The primary criticism that arises to Kelsen’s separability thesis is that he fails to distinguish between validity of law and its legitimacy. Critics have argued that while validity of law concerns with its authoritativeness, legitimacy depends on the virtue of justness and is contingent upon socio-political and moral factors. The issue lies with attaching legitimacy to the performance of the government. Instead, legitimacy should involve the questions of whether the government has the ability to demand the obligations out of voluntary conviction, provide for public goods such as the rule of law, protection of fundamental rights, etc., and function in a manner such that the society is generally benefitted. A study on legitimacy in seventy-two countries concludes that more the citizens are treated as rightful holders of political power, more legitimacy the government derives. This means that the virtue of legitimacy must flow from the citizens and the society and not from a coercive power that the top-down approach provides.

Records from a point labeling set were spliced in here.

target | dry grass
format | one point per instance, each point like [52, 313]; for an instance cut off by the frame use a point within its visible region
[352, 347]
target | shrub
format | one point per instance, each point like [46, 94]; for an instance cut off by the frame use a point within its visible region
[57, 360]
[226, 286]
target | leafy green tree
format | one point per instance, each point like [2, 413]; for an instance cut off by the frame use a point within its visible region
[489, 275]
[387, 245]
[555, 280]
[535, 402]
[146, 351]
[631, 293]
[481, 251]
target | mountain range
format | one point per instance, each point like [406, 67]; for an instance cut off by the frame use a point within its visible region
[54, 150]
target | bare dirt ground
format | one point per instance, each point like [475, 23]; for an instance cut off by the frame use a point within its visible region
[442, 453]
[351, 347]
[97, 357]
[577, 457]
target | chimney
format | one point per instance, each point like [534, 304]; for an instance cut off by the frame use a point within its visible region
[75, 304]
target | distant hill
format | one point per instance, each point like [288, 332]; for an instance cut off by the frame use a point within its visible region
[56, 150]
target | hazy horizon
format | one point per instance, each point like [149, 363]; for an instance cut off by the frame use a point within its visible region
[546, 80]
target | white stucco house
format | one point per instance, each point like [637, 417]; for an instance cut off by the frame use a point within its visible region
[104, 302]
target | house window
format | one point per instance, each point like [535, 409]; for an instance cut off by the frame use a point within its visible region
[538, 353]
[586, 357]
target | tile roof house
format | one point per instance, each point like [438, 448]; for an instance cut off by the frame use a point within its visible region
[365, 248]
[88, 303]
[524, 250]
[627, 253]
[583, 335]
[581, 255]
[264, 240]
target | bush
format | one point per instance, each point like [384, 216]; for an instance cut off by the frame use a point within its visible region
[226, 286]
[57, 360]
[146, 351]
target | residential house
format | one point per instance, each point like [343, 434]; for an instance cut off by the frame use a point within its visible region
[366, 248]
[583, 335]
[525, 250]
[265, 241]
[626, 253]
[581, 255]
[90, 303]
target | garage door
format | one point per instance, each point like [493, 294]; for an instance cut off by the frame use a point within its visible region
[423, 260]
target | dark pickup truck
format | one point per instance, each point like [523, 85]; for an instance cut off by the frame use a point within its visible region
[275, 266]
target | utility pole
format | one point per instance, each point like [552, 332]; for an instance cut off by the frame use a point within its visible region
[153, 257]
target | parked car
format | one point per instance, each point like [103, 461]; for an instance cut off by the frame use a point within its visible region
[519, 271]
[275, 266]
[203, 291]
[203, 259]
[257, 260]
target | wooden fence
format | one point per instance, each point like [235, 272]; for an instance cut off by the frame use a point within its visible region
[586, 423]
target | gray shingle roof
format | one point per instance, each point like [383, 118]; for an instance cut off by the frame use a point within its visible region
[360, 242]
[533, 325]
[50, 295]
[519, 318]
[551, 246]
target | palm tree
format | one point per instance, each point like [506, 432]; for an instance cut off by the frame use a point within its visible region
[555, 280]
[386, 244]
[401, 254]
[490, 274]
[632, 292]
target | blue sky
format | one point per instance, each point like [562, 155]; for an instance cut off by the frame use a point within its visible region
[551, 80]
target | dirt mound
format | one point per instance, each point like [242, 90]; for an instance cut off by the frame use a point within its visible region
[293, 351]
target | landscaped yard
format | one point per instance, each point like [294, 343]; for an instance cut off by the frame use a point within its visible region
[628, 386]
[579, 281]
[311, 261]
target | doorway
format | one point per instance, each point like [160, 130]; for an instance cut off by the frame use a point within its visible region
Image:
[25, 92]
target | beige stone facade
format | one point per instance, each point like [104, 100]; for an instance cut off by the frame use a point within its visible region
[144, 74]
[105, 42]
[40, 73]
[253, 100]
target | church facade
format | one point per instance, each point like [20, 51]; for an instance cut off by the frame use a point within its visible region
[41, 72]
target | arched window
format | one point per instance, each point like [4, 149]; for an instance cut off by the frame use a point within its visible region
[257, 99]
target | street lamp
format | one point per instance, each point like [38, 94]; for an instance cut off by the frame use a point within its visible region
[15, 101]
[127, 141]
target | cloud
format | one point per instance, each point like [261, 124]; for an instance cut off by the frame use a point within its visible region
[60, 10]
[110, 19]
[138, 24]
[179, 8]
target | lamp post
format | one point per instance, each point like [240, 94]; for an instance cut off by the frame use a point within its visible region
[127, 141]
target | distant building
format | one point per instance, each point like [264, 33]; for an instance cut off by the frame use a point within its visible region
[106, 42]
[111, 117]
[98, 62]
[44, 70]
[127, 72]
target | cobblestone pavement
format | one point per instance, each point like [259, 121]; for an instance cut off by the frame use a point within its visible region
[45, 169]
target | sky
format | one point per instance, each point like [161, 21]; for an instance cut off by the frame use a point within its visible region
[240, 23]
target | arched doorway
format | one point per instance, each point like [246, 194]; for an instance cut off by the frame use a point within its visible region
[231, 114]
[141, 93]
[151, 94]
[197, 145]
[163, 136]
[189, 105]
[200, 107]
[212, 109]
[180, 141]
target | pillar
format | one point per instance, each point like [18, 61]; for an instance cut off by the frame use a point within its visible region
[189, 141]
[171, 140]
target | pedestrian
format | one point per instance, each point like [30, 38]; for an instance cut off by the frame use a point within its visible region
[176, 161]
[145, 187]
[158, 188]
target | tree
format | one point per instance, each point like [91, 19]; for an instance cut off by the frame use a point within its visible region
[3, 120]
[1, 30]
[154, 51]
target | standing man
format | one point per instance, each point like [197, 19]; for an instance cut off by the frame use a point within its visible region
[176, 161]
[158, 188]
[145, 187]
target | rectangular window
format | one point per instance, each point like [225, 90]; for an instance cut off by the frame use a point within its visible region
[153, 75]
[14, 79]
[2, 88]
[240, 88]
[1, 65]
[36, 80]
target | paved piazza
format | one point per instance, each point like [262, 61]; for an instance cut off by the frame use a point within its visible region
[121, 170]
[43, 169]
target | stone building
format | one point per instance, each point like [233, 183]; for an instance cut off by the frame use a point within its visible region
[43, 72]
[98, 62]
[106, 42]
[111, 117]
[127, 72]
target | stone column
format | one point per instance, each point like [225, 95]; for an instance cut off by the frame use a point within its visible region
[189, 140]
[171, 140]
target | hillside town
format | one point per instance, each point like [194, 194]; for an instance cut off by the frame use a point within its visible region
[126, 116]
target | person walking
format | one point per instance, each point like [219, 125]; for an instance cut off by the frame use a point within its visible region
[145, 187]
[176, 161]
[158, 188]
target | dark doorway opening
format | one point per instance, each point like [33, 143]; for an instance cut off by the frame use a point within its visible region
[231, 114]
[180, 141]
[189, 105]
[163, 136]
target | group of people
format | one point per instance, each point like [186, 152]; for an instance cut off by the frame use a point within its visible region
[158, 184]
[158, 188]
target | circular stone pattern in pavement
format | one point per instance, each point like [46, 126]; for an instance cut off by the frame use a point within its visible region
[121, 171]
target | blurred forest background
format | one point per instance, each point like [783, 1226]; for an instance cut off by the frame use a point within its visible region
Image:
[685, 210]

In the light of this, when the Taliban government is examined, it is realised that with its extremist ideology and terror activities in the past, it can hardly fulfil this criteria.While the ‘good Taliban’ has claimed that it will protect the freedom of press and not discriminate against women while allowing for their participation in the society within framework of Islamic law, these assurances will pacify only those who are unfamiliar with its history. Under the rule of Taliban in the years between 1996 and 2001, human rights were suspended, and political killings, rape, torture, amputation, and public executions were common place. A Taliban 2.0 which has emerged victorious against one of the major superpowers of the world, and has external support is unlikely to reform. Ideologically, they still remain the same movement committed to a puritan interpretation of Islam and this is evidenced by the fact that the barbaric Sharia law is in place once again. These baseless claims should be perceived as a political strategy to appease states into granting them de jure legitimacy because despite the jurisprudence of legitimacy developed, there is nothing in the international law that bars states like China, Russia, Pakistan or others from recognizing the rogue state of Islamic Emirate of Afghanistan. Therefore, the future of the Taliban and Afghanistan rests in the interplay of international actors.